3. what's up with the redfield ratio?
- are we growing corals, zooxanthellae, or phytopankton?
omg. someone clear this up. there's been a lot of talk about the redfield ratio lately. even brs mentioned it in a video. from what i understand on this rather old 80 year old ratio, all sampled biology, living and dead, in various oceans, conformed to this ratio.
C : N : P = 106 : 16 : 1
wiki says this has more recently been revised to 117:14:1
(i don't know if this only includes microscopic organisms, or also corals, fish and inverts.)

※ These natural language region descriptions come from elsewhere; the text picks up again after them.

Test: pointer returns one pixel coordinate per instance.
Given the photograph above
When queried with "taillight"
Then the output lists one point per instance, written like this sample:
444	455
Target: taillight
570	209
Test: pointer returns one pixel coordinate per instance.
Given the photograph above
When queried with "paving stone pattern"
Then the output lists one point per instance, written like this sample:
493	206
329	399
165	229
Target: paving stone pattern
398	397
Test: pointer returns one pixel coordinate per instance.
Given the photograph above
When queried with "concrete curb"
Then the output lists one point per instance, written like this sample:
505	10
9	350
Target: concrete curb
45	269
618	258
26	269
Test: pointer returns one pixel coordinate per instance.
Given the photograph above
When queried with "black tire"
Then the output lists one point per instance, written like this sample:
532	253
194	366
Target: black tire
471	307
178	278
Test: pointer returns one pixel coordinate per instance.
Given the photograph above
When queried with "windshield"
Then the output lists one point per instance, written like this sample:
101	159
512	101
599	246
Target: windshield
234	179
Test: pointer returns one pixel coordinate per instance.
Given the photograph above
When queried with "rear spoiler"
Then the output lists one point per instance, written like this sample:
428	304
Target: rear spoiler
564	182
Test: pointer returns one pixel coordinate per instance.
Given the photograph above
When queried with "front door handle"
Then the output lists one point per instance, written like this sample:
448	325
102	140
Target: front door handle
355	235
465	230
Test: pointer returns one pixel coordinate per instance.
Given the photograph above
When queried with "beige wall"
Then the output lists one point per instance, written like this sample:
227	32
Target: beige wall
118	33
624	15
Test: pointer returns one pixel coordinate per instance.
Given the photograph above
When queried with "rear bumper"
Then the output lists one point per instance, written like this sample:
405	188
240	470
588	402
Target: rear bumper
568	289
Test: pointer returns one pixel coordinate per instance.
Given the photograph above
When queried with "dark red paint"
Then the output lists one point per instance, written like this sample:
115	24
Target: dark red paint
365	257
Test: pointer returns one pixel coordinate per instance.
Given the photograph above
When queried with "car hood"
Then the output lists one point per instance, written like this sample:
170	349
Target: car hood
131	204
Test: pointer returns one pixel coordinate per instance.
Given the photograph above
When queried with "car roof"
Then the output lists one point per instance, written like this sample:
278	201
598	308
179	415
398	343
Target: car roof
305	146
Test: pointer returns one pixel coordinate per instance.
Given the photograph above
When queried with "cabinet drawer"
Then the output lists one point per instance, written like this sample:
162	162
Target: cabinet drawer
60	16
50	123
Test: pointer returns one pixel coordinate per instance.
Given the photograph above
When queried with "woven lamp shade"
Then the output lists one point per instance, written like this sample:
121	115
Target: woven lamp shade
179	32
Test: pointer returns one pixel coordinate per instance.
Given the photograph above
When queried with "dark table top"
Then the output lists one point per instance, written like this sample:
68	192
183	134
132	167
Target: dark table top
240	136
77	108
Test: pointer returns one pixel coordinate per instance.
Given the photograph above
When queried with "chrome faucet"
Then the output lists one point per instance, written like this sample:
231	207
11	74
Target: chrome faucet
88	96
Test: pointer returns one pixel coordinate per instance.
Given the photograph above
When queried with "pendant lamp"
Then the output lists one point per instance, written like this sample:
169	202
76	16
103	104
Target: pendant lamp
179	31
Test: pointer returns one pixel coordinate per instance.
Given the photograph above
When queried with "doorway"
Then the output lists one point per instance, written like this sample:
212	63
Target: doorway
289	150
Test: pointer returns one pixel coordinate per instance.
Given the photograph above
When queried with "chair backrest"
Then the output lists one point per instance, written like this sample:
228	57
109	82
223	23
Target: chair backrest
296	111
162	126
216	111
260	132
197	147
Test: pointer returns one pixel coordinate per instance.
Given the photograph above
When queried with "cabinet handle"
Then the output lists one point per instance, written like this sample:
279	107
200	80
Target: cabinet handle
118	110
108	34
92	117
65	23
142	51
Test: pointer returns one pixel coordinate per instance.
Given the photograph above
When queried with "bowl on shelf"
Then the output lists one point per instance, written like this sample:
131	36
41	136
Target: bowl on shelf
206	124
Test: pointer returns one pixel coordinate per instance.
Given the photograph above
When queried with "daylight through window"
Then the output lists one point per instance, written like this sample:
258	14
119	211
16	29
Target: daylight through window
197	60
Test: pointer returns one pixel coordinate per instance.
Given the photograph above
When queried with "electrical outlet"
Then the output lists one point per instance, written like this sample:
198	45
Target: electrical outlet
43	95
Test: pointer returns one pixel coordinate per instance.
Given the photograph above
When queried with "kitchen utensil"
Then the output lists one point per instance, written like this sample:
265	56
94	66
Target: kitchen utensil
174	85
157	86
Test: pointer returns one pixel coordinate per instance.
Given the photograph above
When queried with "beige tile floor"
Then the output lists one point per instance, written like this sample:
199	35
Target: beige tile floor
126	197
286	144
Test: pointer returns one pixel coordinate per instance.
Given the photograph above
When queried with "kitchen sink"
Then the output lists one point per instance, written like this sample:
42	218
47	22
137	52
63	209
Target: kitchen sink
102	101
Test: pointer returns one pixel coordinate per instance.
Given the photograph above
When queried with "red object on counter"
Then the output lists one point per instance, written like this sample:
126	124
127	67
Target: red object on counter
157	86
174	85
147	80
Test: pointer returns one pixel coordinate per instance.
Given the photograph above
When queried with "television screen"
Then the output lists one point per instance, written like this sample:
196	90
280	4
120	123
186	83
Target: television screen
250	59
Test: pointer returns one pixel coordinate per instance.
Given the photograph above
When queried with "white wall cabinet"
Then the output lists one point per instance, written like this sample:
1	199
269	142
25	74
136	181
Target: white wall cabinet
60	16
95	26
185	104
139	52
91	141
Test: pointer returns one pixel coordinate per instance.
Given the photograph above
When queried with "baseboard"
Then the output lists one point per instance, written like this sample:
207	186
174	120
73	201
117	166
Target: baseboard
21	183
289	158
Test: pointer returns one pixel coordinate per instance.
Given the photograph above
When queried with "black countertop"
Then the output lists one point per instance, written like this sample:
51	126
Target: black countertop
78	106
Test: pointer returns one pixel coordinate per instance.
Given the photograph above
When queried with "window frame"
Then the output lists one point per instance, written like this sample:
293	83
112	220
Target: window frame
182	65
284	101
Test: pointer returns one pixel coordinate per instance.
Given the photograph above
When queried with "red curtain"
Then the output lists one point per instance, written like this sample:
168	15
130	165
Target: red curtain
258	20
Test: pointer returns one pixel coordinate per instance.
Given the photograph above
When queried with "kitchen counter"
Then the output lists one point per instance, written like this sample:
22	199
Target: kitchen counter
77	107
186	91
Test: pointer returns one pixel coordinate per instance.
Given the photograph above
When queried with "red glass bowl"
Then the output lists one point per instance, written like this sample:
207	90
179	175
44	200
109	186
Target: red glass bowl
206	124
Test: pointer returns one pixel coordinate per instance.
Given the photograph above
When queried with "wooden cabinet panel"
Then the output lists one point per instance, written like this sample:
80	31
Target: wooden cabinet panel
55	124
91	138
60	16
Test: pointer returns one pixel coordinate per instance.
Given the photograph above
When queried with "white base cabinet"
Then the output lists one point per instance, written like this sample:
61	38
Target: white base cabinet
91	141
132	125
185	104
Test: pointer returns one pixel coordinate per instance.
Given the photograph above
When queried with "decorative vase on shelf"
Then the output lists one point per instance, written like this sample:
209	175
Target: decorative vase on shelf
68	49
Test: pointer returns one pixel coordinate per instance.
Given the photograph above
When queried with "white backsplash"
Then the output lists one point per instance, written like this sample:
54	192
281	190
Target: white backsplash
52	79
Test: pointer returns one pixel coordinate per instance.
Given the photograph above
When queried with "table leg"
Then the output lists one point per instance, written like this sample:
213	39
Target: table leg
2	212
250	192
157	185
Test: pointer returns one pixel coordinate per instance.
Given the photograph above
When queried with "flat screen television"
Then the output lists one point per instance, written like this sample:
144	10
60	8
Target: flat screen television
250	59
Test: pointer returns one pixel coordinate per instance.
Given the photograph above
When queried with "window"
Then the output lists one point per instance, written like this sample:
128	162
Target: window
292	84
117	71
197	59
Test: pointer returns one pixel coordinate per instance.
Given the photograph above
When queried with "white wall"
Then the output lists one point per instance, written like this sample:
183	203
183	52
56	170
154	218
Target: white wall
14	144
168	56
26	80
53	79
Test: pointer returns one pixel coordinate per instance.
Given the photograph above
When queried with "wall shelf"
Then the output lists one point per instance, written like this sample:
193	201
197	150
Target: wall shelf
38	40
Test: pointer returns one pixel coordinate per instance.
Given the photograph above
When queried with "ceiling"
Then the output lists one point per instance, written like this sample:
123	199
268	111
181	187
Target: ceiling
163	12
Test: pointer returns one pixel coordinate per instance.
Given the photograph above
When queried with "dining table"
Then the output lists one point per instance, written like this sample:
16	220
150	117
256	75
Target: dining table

i read somewhere that deep water nutrients (detritus?) also very consistently follow the redfield ratio.
as a user of triton, i noticed they'll soon have a test for carbon and organics. are we all on a path to being plankton keepers? redfield ratio keepers? or is the redfield ratio totally bunk for our purposes, as 'surface' plankton take on the ratio of whatever chemistry they live in? or is this ratio somehow beneficial to all marine life on earth?
whew, off my chest. that's a lotta unknowns.